Si (ri)parte dal job design

Ripensare il job design significa porre l’attenzione sulle dimensioni più ancestrali del lavoro: il cosa si fa, il come lo si fa, il senso di tutto e di tutti. Si può scegliere se chiudere o aprire, parlarsi o inviarsi files, controllare o dare fiducia, potenziare o perimetrare; ancora, se dare spazio al pensiero o all’esecuzione, alla creatività o alla procedura.

E’ facile intuire come tutto ciò incida direttamente sul posizionamento della persona entro l’organizzazione, sul suo ingaggio, sulla sua soddisfazione, auto percezione e sul suo senso di appartenenza alla stessa.

Ecco altri punti sui quali un job design consapevole si può basare:

  • Specializzazione verticale VS trasversalità orizzontale?
  • Lavoratore creativo VS esecutivo
  • Lavoratore protagonista VS comparsa tra tante
  • Processo VS obiettivo
  • Pensiero VS azione (Rapporto tra “chi pensa e chi fa, mente e braccio”)
  • Reportistica VS relazione diretta
  • Riconoscimento valore individuale VS team
  • Ruolo della tecnologia VS persona umana
  • Ruolo della procedura: uniformità e abitudine VS diversità, novità.

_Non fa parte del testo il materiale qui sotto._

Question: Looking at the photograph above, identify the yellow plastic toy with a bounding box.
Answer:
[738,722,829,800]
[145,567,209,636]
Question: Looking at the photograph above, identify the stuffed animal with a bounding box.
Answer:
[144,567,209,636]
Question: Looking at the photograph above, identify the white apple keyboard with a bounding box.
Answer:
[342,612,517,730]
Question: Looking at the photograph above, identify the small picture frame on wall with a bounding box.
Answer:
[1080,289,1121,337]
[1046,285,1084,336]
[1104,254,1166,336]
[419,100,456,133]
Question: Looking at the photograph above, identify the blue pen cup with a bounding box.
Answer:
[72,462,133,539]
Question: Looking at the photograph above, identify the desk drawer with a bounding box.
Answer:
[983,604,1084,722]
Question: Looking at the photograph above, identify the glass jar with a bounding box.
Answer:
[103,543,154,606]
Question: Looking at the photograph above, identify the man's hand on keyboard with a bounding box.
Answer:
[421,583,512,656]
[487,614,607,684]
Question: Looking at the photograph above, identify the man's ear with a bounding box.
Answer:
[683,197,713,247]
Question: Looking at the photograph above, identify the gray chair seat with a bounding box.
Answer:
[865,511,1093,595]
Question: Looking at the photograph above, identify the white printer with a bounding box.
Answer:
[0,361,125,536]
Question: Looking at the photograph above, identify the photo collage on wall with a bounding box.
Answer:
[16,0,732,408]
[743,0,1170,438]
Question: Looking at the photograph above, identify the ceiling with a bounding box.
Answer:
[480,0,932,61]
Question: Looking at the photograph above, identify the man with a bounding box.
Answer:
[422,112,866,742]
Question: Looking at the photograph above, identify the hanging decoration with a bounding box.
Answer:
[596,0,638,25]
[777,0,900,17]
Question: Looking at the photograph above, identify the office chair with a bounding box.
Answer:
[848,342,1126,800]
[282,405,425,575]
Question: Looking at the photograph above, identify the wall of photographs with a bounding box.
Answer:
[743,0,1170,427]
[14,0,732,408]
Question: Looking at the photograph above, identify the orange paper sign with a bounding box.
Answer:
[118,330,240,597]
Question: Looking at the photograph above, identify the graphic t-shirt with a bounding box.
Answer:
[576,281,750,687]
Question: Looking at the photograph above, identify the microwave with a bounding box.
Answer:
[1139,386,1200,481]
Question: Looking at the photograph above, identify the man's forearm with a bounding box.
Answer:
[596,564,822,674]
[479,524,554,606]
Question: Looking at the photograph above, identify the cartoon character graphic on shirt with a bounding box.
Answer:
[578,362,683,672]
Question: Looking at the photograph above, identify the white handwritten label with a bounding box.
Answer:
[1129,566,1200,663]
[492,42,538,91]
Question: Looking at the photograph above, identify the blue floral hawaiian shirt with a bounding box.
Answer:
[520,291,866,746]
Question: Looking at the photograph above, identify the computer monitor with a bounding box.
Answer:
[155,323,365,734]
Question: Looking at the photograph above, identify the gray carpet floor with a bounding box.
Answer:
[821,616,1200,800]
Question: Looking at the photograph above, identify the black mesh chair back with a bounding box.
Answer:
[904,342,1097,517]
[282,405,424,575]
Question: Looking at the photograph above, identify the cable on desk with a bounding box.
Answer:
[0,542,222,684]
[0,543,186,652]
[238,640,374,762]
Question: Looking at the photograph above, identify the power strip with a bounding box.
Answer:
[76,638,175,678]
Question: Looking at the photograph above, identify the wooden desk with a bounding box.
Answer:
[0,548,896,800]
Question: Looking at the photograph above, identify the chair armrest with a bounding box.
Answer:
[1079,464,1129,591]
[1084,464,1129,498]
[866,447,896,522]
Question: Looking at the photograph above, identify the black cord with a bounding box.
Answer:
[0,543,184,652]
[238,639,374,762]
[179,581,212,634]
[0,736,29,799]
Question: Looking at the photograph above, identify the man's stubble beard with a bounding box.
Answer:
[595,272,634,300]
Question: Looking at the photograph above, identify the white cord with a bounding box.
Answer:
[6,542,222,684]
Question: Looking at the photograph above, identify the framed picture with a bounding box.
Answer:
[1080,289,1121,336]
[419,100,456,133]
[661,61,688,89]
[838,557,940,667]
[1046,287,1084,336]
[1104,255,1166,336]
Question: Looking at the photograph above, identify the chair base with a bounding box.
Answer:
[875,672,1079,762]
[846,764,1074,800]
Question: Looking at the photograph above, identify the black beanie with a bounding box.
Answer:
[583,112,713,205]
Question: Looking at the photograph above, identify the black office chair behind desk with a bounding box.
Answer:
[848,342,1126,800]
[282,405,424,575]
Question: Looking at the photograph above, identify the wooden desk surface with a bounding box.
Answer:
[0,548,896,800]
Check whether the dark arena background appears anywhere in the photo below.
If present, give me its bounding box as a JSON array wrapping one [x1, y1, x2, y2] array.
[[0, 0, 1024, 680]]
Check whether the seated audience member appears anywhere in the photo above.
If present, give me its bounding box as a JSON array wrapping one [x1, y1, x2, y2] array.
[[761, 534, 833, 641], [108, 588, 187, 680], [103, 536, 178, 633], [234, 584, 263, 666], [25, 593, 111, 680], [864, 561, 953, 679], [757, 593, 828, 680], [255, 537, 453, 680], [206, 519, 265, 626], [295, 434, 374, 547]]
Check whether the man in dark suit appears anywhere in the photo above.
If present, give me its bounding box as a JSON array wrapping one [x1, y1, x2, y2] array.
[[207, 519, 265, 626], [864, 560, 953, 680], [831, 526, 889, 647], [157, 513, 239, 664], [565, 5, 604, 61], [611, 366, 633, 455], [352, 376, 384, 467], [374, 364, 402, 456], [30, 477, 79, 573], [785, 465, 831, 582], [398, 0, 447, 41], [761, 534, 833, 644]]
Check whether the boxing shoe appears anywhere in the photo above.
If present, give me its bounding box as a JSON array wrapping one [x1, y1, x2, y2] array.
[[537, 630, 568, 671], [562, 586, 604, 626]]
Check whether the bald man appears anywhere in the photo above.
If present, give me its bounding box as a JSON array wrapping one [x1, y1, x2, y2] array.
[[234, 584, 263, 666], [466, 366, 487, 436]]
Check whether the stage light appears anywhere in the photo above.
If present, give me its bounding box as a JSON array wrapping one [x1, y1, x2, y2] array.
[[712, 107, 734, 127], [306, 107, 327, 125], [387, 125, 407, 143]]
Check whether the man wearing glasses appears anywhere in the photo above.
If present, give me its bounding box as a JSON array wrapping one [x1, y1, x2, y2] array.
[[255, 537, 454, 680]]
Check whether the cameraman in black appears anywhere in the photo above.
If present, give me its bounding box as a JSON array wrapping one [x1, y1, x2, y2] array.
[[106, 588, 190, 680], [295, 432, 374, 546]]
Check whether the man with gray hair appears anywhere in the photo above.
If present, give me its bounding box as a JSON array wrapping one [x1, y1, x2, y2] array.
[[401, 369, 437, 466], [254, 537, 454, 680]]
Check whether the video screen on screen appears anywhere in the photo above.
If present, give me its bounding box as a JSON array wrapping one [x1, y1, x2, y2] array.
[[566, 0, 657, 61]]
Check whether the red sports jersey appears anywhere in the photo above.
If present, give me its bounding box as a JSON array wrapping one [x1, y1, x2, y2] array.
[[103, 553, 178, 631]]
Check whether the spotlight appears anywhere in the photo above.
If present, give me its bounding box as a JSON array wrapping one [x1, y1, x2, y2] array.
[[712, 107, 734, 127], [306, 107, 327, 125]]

La sfida sta nel trovare un equilibrio tra le dimensioni sopra elencate, anche se talvolta è auspicabile una vera e propria scelta di campo. L’importante è non pensare siano questioni prerogativa solo delle realtà più grandi e strutturate; il “disegno del lavoro” lo si fa da sempre, ovunque ci sia il lavoro stesso. A fare la differenza sono la complessità e la consapevolezza della portata di queste scelte.

La catena di montaggio e la lezione industriale

In tema di organizzazione del lavoro e job design, la cara e vecchia rivoluzione industriale ci ha consegnato teorie e riflessioni non solo attuali, ma tanto acute e profonde da potersi estendere anche a contesti che produttivi non sono. Lo spettro della catena di montaggio, con la sua de – personalizzazione, privazione di senso, uniformità, ripetitività, robotizzazione, non vede indenni job design che privilegino una spinta parcellizzazione del lavoro, come quelli basati sulle procedure o come quelli, sempre più diffusi, che vedono l’essere umano in subordine ad algoritmi, app o diavolerie cibernetiche.

Anche un impianto moderno, come quello del “metodo Toyota”, fornisce moniti e spunti preziosi. Il ruolo proattivo dell’operaio nel segnalare ad ingegneri e progettisti problematiche o migliorie notate in sede di assemblaggio, condizione della “qualità totale”, ci ricorda come strategia ed esecuzione, mente e braccio, teoria e pratica debbano stare in relazione, per un fine di qualità, nonché di coinvolgimento delle differenti prospettive all’interno di un processo. Organizzazioni che prediligono una gerarchizzazione spinta, finiscono non di rado con il perdere di vista il reale obiettivo del lavoro nello sforzo di difenderla, abdicando all’ascolto di coloro che “eseguono” e comportando uno squarcio inaccettabile tra decisione ed esecuzione.

Conclusioni

Se pensiamo che il job design sia appannaggio solo di HR o esperti di organizzazioni, commettiamo un errore. Non c’è candidato che analizzando un annuncio non provi a farsi un più che legittimo “film” del ruolo descritto. E non finisca per chiedersi se potrà essere attore o comparsa, pensare eseguendo o eseguire pensando, essere ascoltato, avere consapevolezza reale del fine ultimo del suo lavoro. Così come non esiste lavoratore già all’interno di un’organizzazione che, nel chiedersi se cedere alle lusinghe del mercato, non valuti anche le dimensioni affrontate. La sfida per le organizzazioni è aperta; questo è il tempo giusto.